O Globo, n. 32767, 24/04/2023. Mundo, p. 20

Made in Brazil

Marina Gonçalves


Uma frente ampla, que agrupa partidos de esquerda, direita e centro contra a sigla governista; fake news sobre a eficácia das urnas eletrônicas; polarização e pesquisas incertas. À primeira vista parece a última eleição brasileira, que deu vitória ao presidente Luiz Inácio Lula da Silva em outubro do ano passado, mas se trata da campanha presidencial do Paraguai, que entra em sua reta final nesta semana —inclusive com brasileiros atuando nas principais candidaturas do país. O novo presidente será conhecido no próximo domingo, dia 30, uma vez que a nação não tem disputa de segundo turno.

Não há consenso entre as pesquisas sobre quem é o favorito para vencer a votação, que pode representar a primeira mudança de governo em dez anos. De todos os modos, dois candidatos aparecem com favoritos: o economista de 44 anos Santiago Peña, do governista Partido Colorado, e Efraín Alegre, advogado de 60 anos, do Partido Liberal —parte de uma ampla coalizão, a Concertação Nacional, que reúne o tradicional Partido Liberal Radical Autêntico (PLRA) e movimentos de centro e de esquerda. No entanto, são os votos do terceiro colocado, Paraguayo Cubas, de 61 anos, do Partido Cruzada Nacional, que devem definir a disputa.

Bolsonarista com Peña

E assim como na eleição brasileira, notícias falsas sobre a eficácia das urnas eletrônicas inundaram as redes sociais e a imprensa do Paraguai, país que utiliza um sistema misto de cartão impresso e urna eletrônica. Uma reportagem publicada pelo jornal paraguaio La Nación — que faz parte do conglomerado de mídia do expresidente Horario Cartes, do Partido Colorado —pôs lenha na fogueira ao acusar a mulher do candidato da oposição de alugar um apartamento na região metropolitana de Assunção para hospedar “hackers brasileiros” para interferir no resultado eleitoral.

A notícia foi amplamente divulgada pelo brasileiro Oswaldo Eustáquio, foragido da Justiça desde dezembro, quando o ministro do Supremo Tribunal Federal (STF) Alexandre de Moraes determinou sua prisão por ataques ao processo eleitoral brasileiro.

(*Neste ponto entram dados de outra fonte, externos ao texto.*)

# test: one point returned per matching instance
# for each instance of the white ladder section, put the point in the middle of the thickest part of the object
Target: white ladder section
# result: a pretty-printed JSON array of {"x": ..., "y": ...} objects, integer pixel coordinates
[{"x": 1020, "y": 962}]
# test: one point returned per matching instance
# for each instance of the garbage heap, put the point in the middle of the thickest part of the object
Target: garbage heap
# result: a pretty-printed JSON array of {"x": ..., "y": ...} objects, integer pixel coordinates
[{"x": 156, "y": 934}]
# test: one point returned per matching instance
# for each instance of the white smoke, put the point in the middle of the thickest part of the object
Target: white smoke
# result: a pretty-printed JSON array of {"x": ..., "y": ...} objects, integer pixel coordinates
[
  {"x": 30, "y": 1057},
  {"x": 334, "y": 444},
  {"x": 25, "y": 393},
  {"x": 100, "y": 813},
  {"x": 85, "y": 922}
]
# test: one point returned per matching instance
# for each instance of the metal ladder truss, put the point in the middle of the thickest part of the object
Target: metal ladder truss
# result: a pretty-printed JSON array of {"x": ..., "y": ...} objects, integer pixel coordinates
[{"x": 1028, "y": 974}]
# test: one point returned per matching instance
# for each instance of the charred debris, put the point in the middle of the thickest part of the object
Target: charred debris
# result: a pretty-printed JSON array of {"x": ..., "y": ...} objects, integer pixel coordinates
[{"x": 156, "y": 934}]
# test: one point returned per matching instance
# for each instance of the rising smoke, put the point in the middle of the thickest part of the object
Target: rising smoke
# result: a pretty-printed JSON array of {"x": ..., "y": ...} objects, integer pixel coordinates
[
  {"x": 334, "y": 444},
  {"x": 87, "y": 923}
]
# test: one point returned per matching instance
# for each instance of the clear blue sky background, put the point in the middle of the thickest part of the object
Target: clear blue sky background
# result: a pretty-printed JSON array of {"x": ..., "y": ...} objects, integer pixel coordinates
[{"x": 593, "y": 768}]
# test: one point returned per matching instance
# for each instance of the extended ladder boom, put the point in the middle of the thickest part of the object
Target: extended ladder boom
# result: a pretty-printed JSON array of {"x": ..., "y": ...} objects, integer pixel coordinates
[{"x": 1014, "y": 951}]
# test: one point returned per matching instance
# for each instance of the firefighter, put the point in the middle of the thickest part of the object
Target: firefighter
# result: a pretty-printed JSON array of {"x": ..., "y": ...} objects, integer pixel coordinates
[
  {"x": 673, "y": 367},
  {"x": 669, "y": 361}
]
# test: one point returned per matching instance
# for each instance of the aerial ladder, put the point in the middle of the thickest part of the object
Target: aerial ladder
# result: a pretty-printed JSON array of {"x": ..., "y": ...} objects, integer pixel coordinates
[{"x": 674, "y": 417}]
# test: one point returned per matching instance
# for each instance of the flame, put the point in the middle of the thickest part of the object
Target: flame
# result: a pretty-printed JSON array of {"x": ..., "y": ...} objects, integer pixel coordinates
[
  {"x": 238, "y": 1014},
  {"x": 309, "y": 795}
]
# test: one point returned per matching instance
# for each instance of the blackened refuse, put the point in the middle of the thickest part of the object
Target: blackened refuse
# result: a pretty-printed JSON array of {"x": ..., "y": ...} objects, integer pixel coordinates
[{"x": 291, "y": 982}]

Eustáquio, que é filho e neto de paraguaias, afirma que está no país como “refugiado político”, mas postou fotos em seu perfil apertando a mão de Peña na sede do Partido Colorado, o que gerou especulações de que estivesse atuando oficialmente na campanha do candidato. Em mensagem ao GLOBO, Eustáquio negou ser marqueiteito de Peña, “mas um jornalista posicionado à direita, com base nos princípios e valores conservadores”.

“Atuo de maneira informal, não ligado ao Partido Colorado, e tampouco à campanha”, disse ele. “Neste momento estou viajando pela região fronteiriça, onde existem centenas de empresários e fazendeiros brasileiros, pedindo votos para Santiago Peña. Temos tido sucesso em conquistar votos no interior pela minha fluência no guarani.”

No Brasil, Eustáquio fez campanha para Bolsonaro, mas o equivalente ao ex-presidente no Paraguai seria o terceiro colocado, Paraguayo Cubas — ou Payo Cubas, como é conhecido. Ele se apresenta como antissistema, embora tenha sido senador, e rejeita as instituições tradicionais da política. Em 2019, teve o mandato cassado após agredir um policial e ficou conhecido no Brasil por uma declaração em que prometeu matar “100 mil brasileiros bandidos” que estariam no país.

Justiça atesta urna

A maior parte de seu eleitorado, no entanto, tende mais a fazer um voto pragmático a favor da mudança: ou seja, por Alegre. Sem segundo turno, fica ainda mais difícil definir um resultado tão apertado.

— Apesar da hegemonia e do poder da máquina política do Partido Colorado, nossas pesquisas indicam que 55% dos eleitores querem uma mudança, seja escolhendo Alegre, seja optando por Cubas — explica o analista de risco político da empresa brasileira Atlas/ Intel, Yuri Sanches.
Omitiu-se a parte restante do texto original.